The golden treasure lost
When the pirates obtain a ship smuggling what they thought was silver, it turns out to be gold. This is the archetypal discovery that every pirate longs for, but in this case, it turns into a liability and they are easily exploited. The irony is that they finally get what they always want without the means to exploit the treasure to their profit. Jack solves this irony for himself personally by improving his station until the same queen pirate who stole his treasure gives it back. He is ready for it then.
The rise to power
Jack's rise to power is ironic through and through. By the time he is a king in India, the reader has to do a double take. How did this person go from absolute chaos and slavery to being a king in India? The rise to power is a commentary on the capacity of a human being. He rises to power in a way that shows that fate has good fortune to bestow as well as bad fortune.
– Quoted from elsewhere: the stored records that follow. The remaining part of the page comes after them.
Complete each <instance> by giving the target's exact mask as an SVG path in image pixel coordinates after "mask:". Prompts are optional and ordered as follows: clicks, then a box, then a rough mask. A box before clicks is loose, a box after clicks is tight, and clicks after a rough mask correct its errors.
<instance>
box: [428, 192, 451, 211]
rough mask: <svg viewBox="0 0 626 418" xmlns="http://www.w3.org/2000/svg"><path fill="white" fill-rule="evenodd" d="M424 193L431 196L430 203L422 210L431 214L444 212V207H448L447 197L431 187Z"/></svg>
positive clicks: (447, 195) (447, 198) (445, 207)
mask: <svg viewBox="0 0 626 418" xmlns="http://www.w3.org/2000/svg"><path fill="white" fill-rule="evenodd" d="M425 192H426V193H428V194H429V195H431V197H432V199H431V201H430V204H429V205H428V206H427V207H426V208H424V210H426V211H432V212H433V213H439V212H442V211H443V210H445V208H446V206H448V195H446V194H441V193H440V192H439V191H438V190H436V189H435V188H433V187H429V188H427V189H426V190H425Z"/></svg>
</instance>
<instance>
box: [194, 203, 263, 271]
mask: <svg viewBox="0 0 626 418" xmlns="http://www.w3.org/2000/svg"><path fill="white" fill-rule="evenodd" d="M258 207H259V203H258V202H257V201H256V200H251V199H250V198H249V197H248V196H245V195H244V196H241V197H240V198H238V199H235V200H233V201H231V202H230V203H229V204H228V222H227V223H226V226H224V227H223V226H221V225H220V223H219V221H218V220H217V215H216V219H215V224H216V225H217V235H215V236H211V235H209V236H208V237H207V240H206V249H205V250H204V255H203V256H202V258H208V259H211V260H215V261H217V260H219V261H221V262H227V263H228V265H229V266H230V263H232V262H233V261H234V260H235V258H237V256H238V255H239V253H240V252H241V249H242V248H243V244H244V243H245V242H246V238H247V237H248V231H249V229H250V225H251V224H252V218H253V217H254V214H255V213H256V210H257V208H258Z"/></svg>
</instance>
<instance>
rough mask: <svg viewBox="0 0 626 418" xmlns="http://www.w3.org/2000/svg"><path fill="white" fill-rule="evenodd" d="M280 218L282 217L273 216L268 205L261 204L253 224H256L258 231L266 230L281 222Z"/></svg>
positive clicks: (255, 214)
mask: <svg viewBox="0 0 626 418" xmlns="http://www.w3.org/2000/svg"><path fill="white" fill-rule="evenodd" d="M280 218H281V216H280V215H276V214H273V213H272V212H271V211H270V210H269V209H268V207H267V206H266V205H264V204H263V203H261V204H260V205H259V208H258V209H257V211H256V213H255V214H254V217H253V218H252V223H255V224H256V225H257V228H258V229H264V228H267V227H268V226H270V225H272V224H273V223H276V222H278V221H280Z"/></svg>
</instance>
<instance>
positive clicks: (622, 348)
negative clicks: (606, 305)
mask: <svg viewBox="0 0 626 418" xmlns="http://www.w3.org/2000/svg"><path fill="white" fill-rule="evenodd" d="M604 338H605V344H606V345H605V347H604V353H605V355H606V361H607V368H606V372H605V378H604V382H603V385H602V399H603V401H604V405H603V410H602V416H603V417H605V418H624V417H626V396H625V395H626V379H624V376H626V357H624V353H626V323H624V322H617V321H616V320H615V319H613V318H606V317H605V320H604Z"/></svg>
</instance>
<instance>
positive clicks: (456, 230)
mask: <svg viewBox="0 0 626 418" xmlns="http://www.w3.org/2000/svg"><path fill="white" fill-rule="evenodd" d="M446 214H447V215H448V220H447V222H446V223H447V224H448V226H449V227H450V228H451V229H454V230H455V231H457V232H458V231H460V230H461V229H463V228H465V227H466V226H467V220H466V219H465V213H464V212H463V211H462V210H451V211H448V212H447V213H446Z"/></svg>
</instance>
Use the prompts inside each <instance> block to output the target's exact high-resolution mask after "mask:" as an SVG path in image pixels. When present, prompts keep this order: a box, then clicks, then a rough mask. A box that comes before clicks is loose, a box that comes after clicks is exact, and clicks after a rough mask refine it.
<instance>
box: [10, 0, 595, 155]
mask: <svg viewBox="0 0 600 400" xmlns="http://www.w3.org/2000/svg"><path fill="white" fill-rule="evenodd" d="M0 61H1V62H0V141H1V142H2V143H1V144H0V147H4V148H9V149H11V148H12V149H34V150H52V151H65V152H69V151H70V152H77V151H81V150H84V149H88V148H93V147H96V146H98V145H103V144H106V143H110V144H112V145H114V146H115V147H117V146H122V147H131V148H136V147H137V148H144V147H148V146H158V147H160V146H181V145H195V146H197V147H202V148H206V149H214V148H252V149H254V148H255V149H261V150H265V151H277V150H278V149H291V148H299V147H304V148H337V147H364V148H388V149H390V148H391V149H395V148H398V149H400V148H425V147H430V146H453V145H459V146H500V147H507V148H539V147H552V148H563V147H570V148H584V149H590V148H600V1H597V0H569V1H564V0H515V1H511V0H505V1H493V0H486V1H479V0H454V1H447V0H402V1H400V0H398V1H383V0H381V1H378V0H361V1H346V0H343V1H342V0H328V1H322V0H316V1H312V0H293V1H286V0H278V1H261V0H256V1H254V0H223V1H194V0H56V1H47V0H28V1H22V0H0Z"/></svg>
The rise to power is balanced by Eliza's own unique rise to power.
Eliza's secret
Eliza has a secret that is essentially ironic. She knows that Jack was willing to kill out of his loyalty and love for her, but secretly she is like Helen of Troy. When life changes around Eliza, she is perfectly flexible and adaptive. Her secret is that she is emotionally ingratiating without loyalty; she exploits the sexual chemistry she has with other people, without feeling attachment toward them. By the end of this, she has also risen to power using this ethically dubious strategy. She is like a female Ulysses in terms of her wile.
Newton's dramatic irony
The ending of this book is a poignant irony for students of history. Isaac Newton is an alchemist and prophetic person in general who was already incredibly accomplished by the time Eliza makes his acquaintance. Newton elevates the drama of the book by suggesting an ultimate irony; he believes that secretly, a universal theory of reality could be derived. He is a religious mystic and a student of Hebrew, Greek, the theories of mysticism, and gnosticism, and he is a skillful alchemist and mathematician. The drama arises from the group around him who believes he is simply going insane. The irony is solved by the reader if they know the history of math; Newton goes on to discover the theory: it is what we now call Calculus. Leibniz also receives his due shout-out, because he also discovered the same theory on the same day.